Saturday, November 9, 2013

Moral: No good comes of candlepin

Last night, I went to a birthday party for a stranger who was turning 30.

Her boyfriend is a friend and former temporary coworker of RI's. He'd arranged a party for a few dozen people at a local candlepin bowling alley.* It's a cute little small-town place with a bar in the entry and eight lanes of very old-timey-looking candlepin lanes; they don't serve food, so people brought cupcakes and snacks, and standard practice is that you leave your shoes and coats on or around the unguarded coat rack by the door, and then cross the bar to get your bowling shoes by the lanes themselves.

So we ditched our coats and shoes and then got into a conversation in the bar, standing around in our sock feet, which was clearly no big deal. At one point, my nose started to itch, so I went back to my coat to grab a tissue.

I should back up a little.

I have over the last few years owned a bunch of jeans that ranged widely in quality and in time bought, but the universe has colluded so that all of them became unwearable in roughly the same six-week period. I was out of jeans, which, bummer, because I wear jeans all the time. So last weekend I stopped by my favorite TJ Maxx and found one pair of nearly perfect jeans.

They fit great.

They look great.

They were very cheap.

But... the front pockets were fake. Like, there's stitching where the pockets should be to look like pockets, but they are not pockets. The back pockets are regular, and real.

And I bought them anyway, because they fit and look good and were cheap and I was entirely out of jeans, but, well, if there are any aspiring jeans designers out there who think maybe women don't want to use front pockets: It is way easier to just not use pockets that are there than it is to use pockets that are not there. Jackasses.

All of which is by way of explaining why my phone, car keys, and tissues were in my coat pocket. My wallet was in my back jeans pocket, which would horrify my chiropractor, but whatever. I went back to my coat to get a tissue — except my coat wasn't there. My plain black winter coat was just gone from the rack. I assumed someone had taken it thinking it was theirs, and my first concern was whether they'd left the party completely or just gone outside to smoke — because the phone would be easy enough to retrieve, since our host knew everyone and was nearby, and I could use bar napkins as tissues, but without the car keys, we weren't going home.

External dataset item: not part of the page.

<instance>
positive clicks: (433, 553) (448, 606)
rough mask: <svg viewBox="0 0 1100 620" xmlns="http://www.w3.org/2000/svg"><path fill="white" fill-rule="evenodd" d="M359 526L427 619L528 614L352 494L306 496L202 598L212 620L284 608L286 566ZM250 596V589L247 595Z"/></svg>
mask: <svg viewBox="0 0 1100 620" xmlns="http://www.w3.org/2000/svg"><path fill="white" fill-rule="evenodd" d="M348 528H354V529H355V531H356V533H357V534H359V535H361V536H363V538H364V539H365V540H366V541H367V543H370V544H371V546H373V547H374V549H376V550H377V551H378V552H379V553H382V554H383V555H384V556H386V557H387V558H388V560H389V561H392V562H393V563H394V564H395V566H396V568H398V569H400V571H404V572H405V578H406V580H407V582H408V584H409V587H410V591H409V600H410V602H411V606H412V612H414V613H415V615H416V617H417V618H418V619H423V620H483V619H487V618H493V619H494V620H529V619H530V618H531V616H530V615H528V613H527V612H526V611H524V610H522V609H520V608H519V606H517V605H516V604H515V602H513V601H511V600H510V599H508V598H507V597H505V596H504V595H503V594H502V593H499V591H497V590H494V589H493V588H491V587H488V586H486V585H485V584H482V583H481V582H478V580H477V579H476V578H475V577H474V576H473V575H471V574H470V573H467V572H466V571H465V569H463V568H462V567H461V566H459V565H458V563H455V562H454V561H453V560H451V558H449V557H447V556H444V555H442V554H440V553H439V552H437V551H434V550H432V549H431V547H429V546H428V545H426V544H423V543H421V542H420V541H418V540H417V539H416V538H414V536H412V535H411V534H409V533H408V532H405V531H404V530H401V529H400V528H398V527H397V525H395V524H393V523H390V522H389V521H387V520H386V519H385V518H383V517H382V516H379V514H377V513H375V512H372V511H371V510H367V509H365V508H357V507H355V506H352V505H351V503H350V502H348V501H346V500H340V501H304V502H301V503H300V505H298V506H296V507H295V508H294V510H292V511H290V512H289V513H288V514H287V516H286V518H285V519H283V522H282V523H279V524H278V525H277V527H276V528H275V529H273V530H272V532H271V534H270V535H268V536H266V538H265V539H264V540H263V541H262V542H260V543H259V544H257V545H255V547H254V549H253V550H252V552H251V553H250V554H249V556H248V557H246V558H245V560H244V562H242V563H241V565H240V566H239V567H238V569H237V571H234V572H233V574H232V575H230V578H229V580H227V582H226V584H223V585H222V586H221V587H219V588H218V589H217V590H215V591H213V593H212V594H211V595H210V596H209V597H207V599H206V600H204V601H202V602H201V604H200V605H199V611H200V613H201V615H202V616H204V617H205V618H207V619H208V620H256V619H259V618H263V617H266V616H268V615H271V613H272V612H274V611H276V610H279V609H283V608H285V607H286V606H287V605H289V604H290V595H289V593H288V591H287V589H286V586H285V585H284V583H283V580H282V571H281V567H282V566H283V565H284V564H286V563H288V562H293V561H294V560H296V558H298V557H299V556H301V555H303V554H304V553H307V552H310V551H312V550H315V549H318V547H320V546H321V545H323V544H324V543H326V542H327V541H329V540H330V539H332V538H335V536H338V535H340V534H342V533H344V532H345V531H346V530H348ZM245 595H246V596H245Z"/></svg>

And as I was trying to decide exactly how much to freak out, I saw, out the window, the birthday girl, wearing my coat, complete with the pin my grandmother made. Now, that was mostly good news. She was unlikely just to take off and not return to her own party, and even if she did, her boyfriend was still in the bowling alley.

So I turned my mind to the matter of worrying about whether when I did get it back, it'd smell like smoke and make my whole car smell like smoke.

Meanwhile, through my internal meltdown, RI was deep in one of those conversations where there's not really a break to interrupt. Eventually, after probably ten minutes that felt like years, I explained what was going on, and the person we'd been talking to was very concerned. But what was I going to do? "Happy 30th birthday, please don't steal my coat"?

I was just going to have to wait it out.

And wait it out I did, until she returned. I didn't actually notice her, but RI's conversation buddy did, and nudged me, and I scurried back to the coat rack to move my coat to a less visible location, where it remained until I retrieved it.

Day 9 of our month of gratitude: I am thankful to have my coat back, smelling surprisingly unlike smoke. Further, I am thankful to have a warm winter coat at all.


*Yes, that is a real thing up here. No, that is not the kind of bowling RI and I normally do.